Thai authorities are urgently searching for a missing cylinder containing the dangerous radioactive material, Caesium-137, which disappeared from a power station.
The 25-kilogram metal tube containing Caesium-137 was discovered missing from a power station in Thailand on Friday. Radiation tests at the facility reveal that someone has removed the cylinder from the premises. Thai officials are appealing to the public for assistance in locating the tube and are cautioning people against opening it due to the potential health hazards it poses.
During routine checks on Friday, staff at the coal-fired plant in Prachinburi province, situated about 160 kilometres east of Bangkok, noticed the steel tube – measuring 30 centimetres in length and 13 centimetres in width – was missing.
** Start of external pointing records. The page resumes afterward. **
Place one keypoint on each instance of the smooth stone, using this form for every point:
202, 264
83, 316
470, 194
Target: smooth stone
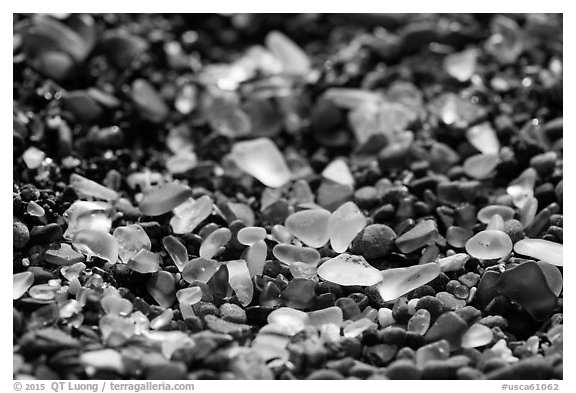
162, 288
338, 172
63, 255
399, 281
486, 213
214, 241
477, 336
96, 243
87, 187
544, 250
343, 226
310, 226
489, 244
131, 239
289, 254
240, 280
424, 233
190, 213
483, 137
176, 250
200, 269
330, 315
450, 327
349, 270
250, 235
262, 159
163, 199
526, 285
21, 283
145, 262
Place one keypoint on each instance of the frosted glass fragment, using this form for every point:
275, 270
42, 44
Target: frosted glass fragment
131, 239
163, 199
96, 243
21, 283
541, 249
310, 226
262, 159
210, 246
189, 214
176, 250
89, 188
348, 269
240, 281
399, 281
343, 226
489, 244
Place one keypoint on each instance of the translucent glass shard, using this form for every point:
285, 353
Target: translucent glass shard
541, 249
131, 239
489, 244
176, 250
399, 281
163, 199
343, 226
483, 137
214, 241
96, 243
89, 188
189, 214
348, 269
21, 283
310, 226
240, 281
262, 159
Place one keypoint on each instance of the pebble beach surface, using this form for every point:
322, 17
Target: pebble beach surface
302, 196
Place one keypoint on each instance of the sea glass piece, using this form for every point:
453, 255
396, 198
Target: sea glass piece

Despite a weekend search effort, the 25-kilogram tube filled with the highly radioactive isotope Caesium-137 was not found, according to Kittiphan Chitpentham of the National Power Supply Public Company, the owner of the plant.
The company suspects that the cylinder may have fallen from a wall mount, about 18 meters high, several days earlier. Radiation tests confirmed that the cylinder is no longer on the facility grounds.
The incident has raised concerns about the potential health risks associated with direct exposure to the radioactive substance. To better understand the dangers, it’s important to know more about Caesium-137 and the short-term and long-term health risks it poses.
What is Caesium-137?
Nuclear fission produces Caesium-137, a highly radioactive isotope. It is a byproduct of nuclear reactions in power plants and nuclear weapons testing. Caesium-137 has a half-life of about 30 years. Thus, it takes 30 years for half of the radioactive material to decay. Due to its radioactive properties and prevalence in the environment, Caesium-137 is a significant concern in terms of public health and safety.
Short-term Health Risks
Direct exposure to Caesium-137 can cause immediate health risks. If the skin comes into contact with the radioactive material, it can lead to rashes and burns. Additionally, inhalation or ingestion of Caesium-137 can cause acute radiation sickness, which may result in symptoms such as nausea, vomiting, diarrhoea, and fatigue. In extreme cases, acute radiation sickness can be fatal.
Long-term Health Risks
Prolonged exposure to Caesium-137 poses long-term health risks as well. The radioactive isotope can accumulate in the body, particularly in the bones and soft tissues. Over time, this accumulation can lead to an increased risk of cancer, particularly leukaemia and other blood cancers. Additionally, long-term exposure to Caesium-137 can cause damage to the reproductive system, immune system, and other organs.
Public Appeal and Precautions
Thai authorities are continuing the search for the missing radioactive cylinder. It is crucial for the public to be aware of the potential health risks associated with Caesium-137 exposure and to exercise caution if they come into contact with the missing cylinder. Prachinburi Governor Narong Nakornjinda has urged the public to help find the missing cylinder. Additionally, he emphasized the importance of not opening the tube due to the health risks it poses. The Office of Atoms for Peace, a Thai government agency responsible for nuclear research, is using surveillance footage to try and identify who took the cylinder.